Lastly, the theme of language and terminology was a consistent challenge throughout the conversation. It is difficult to distinguish the different types of staking, and explain the unique nuances of each protocol. We need more specific language to describe the various methods for staking and distinguish work / staking to secure the network from governance, and the relationship between technical consensus, social consensus, and financial reward via network inflation rates or token depreciation in the form of slashing. Not everything should be made equal across protocols but common understanding would be helpful.

The group had concerns about using terms like yield, interest, or other financial terminology that could conflate the act of staking with regulated activities, or create confusion around the risks associated with staking. There was also a brief discussion around sharia compliant activities and how to explain staking in the context of islamic finance.

Next Steps — The group agreed to share Staking 101 documents and identify ways to standardize common terminology and definitions. The goal of these efforts is not to commoditize language, but to create more consistency in how staking is explained.

Where to From Here

We realize much of the discussion was exploratory in nature, and one of the reasons we focused on the discussion in priority order is because many of the topics are interesting but not yet at a point where they are actionable.

As a starting point, we want to create an initial directory and “staking ecosystem map” of protocols, service providers, projects, funds, and efforts in the staking space that we can share publicly and encourage folks to add to as the space grows.

If you’re involved in staking in any way, shape, or form, please add your firm here!

We’ll post this list publicly, along with other resources, in the coming weeks, and hope to continue publishing data and research around staking in one (somewhat) consolidated place.

This was a smaller group discussion, as the upper limit on attendees was the space available in the CoinShares office.
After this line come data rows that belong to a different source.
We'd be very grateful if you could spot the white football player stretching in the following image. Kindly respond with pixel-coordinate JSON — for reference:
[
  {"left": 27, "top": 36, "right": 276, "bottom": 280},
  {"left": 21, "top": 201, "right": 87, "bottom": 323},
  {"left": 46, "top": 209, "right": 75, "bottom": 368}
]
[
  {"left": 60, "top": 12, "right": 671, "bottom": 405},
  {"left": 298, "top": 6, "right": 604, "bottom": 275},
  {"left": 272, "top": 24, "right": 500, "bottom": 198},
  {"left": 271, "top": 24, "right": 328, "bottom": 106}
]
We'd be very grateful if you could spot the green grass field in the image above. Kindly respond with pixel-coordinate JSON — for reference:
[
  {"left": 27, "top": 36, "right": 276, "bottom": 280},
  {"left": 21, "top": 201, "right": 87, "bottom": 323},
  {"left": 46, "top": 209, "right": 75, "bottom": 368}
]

We will repeat a summit of some sort every quarter, and organize for a larger day-long conference later this year.

Lastly, this group is working on a more comprehensive industry effort around advocacy, education, and standards, which will be launched in the coming weeks. If you are interested in being involved, supporting, or learning more, please contact me, Jason Stone from Battlestar Capital, or Santiago Roel Santos from EON Capital.

We are excited to see the staking ecosystem grow and evolve!

A sincere thanks to everyone who was able to participate, whether directly or by submitting their comments in advance.